Noeleen Lalara is an Anindilyakwa elder.
“For me, it’s emotional, I’m just talking from my heart, it’s emotional to me. I’m happy and I’m proud for my people.”
The 174 items being returned to country include baskets, spears, armbands, and intricately decorated shell dolls, which have inspired the present-day Groote Island community to create new dolls, strengthening cross-generation bonds.
Maicie Lalara is an Anindilyakwa woman.
“We do learning on country with the school kids, going out collecting the shells, painting it with okre… the kids loved it and we carry on following our ancestors.”
The items had been collected in the 1950s by English anthropologist Professor Peter Worsley… who was researching the lives of Aboriginal people and travelled to Groote Island.
His daughter Deborah attended today’s handover, meeting the descendants of women his father had often mentioned to her during childhood.
“I’d heard the stories of being on Groote all my life, he continued to talk about that time all his life… I just wish he could know that this is what’s happened.”
Professor Worsley donated his collection to Manchester Museum when he retired in the 1980s.
Over the past three years, museum experts travelled to Groote, and worked with the Anindilyakwa Land Council to determine where the items should be kept.

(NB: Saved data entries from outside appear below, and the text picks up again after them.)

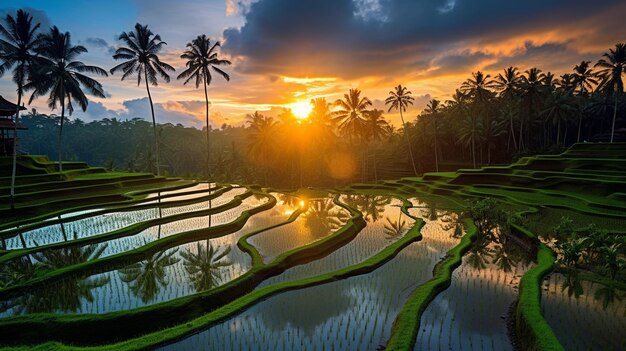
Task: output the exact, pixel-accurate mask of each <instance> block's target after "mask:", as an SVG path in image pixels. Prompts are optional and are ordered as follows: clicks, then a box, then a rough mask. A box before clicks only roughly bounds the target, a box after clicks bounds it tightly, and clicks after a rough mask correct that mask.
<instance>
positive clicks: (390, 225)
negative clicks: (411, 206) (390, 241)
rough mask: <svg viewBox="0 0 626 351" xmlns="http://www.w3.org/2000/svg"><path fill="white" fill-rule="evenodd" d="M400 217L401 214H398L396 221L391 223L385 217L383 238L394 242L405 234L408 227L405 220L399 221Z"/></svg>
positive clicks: (390, 221) (389, 219)
mask: <svg viewBox="0 0 626 351" xmlns="http://www.w3.org/2000/svg"><path fill="white" fill-rule="evenodd" d="M401 217H402V212H400V215H399V216H398V220H397V221H392V220H391V219H389V217H387V223H385V227H384V228H383V232H384V233H385V236H387V239H389V240H395V239H397V238H400V237H401V236H402V235H404V234H405V233H406V232H407V230H408V225H407V223H406V221H405V220H403V219H401Z"/></svg>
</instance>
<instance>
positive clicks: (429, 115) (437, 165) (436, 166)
mask: <svg viewBox="0 0 626 351" xmlns="http://www.w3.org/2000/svg"><path fill="white" fill-rule="evenodd" d="M441 109H442V106H441V104H440V103H439V100H436V99H432V100H430V101H429V102H428V104H427V105H426V108H425V109H424V113H426V114H427V115H429V116H430V118H432V120H433V128H434V132H435V170H436V171H437V172H439V155H438V154H439V152H438V149H439V147H438V145H437V134H438V128H437V118H439V112H441Z"/></svg>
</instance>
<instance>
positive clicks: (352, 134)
mask: <svg viewBox="0 0 626 351" xmlns="http://www.w3.org/2000/svg"><path fill="white" fill-rule="evenodd" d="M343 97H344V98H343V99H338V100H337V101H335V106H337V107H338V110H336V111H335V112H333V115H334V119H333V120H334V121H335V123H336V124H337V127H338V129H339V133H340V134H341V135H343V136H346V137H347V138H348V139H349V140H350V141H352V142H353V141H354V139H355V138H357V139H359V140H360V141H361V143H365V142H366V141H365V140H366V137H367V135H366V122H365V114H366V113H367V111H368V110H367V108H368V107H370V106H372V102H371V101H370V99H368V98H367V97H361V91H360V90H359V89H350V91H349V92H348V94H344V95H343ZM364 167H365V157H363V161H362V162H361V178H363V177H364V175H365V171H364ZM362 180H363V179H362Z"/></svg>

“There is a different quality to a return process when you are dealing with real people face to face and really listening. The emotion at the ceremony today has been carried through the whole process of working together. We know this matters, we can feel it.”
It’s hoped this close collaboration will serve as a model for future repatriation projects; most British museums aren’t as willing to facilitate the return of culturally significant items.
Leonard Hill is the acting CEO of the Australian Institute of Aboriginal and Torres Straight Islander studies.
“Events such this and relationships and opportunities in returning material such as this provides a level of awareness to the importance of returning cultural material back home. I hope it provides a bit of a trigger to other institutions that there is genuine goodwill and willingness on communities and institutions like AIATSIS to work with partners overseas to return materials.”
There are an estimated 39,000 Indigenous artefacts on display and in museum storerooms across the United Kingdom.
Manchester Museum has several hundred in its collection, so these 174 are just a drop in the pond.
But each individual item is of great importance to the community that receives it, as Anindilyakwa woman Amethea Mamarika explains.
“Seeing our ancestors artefacts, first time I seen it, it made me cry.”
The items will be welcomed home with a special ceremony later this year.